Michael Thompson, a principal at PwC, said his work with employers found that the new provisions had a negligible effect on premium costs, often because employers were already making benefit changes that shifted more costs to workers in order to slow premium growth.
The one provision of the new law that “had an almost universal impact” on employers was the one allowing parents to keep their adult children on their policies, Thompson said, although “interestingly it didn’t necessarily raise their per-head cost (because young people don’t cost as much to insure).”
Based on employer responses, the Kaiser survey estimated that employers added 2.3 million young adults to their coverage. Last week, the government’s National Center for Health Statistics found that the number of uninsured people ages 19 to 25 dropped by almost 1 million in the first three months of this year.
Premiums – and increases – vary widely around the country. Average increases for small businesses in Maine, for example, rose 17 percent this year, according to state data. Regulators in Oregon, meanwhile, approved small business increases ranging from zero to 15.6 percent, depending on the insurer.

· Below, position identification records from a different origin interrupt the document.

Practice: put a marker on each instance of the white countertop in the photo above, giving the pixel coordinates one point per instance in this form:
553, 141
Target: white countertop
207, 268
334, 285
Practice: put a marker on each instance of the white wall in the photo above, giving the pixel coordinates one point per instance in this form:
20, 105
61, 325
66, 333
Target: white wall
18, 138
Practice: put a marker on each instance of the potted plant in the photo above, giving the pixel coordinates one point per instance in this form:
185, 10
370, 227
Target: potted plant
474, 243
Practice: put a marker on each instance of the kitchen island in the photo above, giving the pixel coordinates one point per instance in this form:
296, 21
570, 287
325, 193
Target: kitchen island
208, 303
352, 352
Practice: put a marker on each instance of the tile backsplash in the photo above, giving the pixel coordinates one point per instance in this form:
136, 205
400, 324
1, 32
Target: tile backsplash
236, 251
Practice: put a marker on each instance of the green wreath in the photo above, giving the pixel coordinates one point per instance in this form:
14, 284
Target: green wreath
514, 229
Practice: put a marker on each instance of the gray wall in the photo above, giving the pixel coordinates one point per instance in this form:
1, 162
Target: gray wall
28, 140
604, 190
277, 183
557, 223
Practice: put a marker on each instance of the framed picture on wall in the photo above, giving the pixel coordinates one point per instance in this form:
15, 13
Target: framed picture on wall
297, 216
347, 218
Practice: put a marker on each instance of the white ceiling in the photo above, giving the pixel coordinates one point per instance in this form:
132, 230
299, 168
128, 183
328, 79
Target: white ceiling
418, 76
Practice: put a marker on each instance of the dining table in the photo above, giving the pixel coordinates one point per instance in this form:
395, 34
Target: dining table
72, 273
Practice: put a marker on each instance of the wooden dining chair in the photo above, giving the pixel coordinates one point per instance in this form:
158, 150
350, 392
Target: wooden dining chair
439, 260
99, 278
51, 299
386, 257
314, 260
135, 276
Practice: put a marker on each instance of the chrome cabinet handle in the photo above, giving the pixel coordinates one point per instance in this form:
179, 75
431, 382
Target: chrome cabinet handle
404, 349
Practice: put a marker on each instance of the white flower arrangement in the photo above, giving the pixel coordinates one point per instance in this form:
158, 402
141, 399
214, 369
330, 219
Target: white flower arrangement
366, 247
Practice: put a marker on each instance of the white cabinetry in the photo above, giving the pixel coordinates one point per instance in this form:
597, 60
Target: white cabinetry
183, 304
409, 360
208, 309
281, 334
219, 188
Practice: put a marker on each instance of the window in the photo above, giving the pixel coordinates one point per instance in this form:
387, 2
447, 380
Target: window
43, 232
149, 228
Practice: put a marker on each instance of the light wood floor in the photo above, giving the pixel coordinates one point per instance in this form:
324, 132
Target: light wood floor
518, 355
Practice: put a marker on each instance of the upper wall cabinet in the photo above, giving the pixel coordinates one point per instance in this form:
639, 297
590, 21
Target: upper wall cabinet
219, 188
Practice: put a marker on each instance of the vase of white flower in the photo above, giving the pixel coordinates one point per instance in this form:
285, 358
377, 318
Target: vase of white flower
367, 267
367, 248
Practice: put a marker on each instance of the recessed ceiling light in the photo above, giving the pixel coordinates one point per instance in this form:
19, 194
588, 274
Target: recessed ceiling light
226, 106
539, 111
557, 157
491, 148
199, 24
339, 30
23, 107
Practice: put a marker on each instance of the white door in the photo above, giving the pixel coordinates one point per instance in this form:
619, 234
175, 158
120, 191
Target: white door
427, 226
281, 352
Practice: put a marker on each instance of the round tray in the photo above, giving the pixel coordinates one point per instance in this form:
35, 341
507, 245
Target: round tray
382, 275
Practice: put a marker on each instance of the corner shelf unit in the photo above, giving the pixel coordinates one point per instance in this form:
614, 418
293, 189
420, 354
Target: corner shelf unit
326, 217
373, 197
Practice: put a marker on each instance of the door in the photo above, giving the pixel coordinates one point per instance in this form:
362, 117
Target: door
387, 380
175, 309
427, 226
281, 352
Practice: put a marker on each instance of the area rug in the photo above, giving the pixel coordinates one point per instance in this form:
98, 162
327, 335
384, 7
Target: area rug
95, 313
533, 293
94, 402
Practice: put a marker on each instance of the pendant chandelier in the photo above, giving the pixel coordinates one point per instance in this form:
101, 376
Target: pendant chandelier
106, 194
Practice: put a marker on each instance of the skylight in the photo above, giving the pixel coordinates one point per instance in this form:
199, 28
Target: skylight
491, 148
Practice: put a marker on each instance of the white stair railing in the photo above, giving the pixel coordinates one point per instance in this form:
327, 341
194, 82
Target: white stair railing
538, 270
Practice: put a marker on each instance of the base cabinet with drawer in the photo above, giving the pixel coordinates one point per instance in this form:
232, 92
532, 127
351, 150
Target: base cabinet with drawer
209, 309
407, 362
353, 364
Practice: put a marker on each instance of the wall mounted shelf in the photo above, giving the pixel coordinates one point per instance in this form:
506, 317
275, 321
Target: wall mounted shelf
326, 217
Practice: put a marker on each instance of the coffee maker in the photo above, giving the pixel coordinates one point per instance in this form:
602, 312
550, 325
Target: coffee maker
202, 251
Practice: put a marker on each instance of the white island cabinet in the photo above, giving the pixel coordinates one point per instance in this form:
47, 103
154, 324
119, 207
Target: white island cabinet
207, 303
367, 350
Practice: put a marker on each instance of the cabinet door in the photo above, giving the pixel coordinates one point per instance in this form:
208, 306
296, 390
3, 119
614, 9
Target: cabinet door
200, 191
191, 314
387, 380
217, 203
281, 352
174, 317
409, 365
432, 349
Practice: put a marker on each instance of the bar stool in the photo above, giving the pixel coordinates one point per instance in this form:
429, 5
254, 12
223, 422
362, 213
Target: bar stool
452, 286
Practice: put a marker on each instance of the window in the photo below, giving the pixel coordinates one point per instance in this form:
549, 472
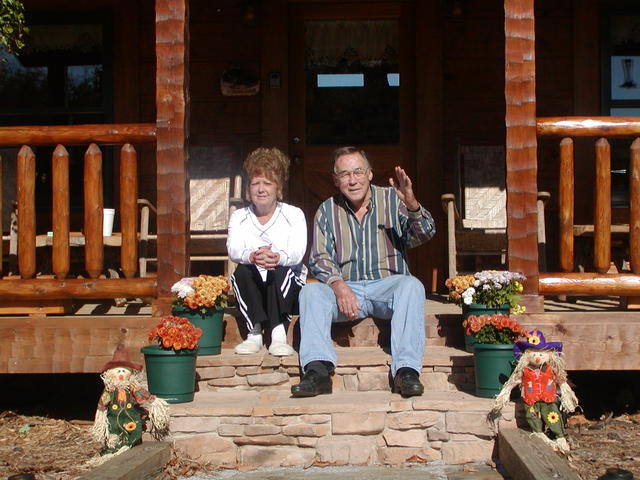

This month, Kaiser Permanente in California told 360,000 small businesses that it would reduce their already-in-effect increases by 1.2 percent immediately, following discussions with regulators. (KHN is not affiliated with Kaiser Permanente.)
Marge Kraskouskas, vice president of human resources for the Hockomock Area YMCA in North Attleboro, Mass, says ten years ago, family coverage cost her firm $567 a month; now it’s $1,455.
Her rates rose 7 percent this year, “one of the lowest increases in years,” she said. “Still, I don’t care if you’re talking 7 percent or 13 percent, it’s a killer in the budget.”
The premium report is “just the latest warning” that more needs to be done to address rising health care costs, said a statement from Karen Ignagni, president and CEO of America’s Health Insurance Plans, the industry lobbying group. State and congressional lawmakers need to focus not just on insurers, but all the factors driving rising premiums, she said, including “soaring prices for medical services, changes in the covered population that have resulted in an older and sicker risk pool, and new benefit and coverage mandates that add to the cost of insurance.”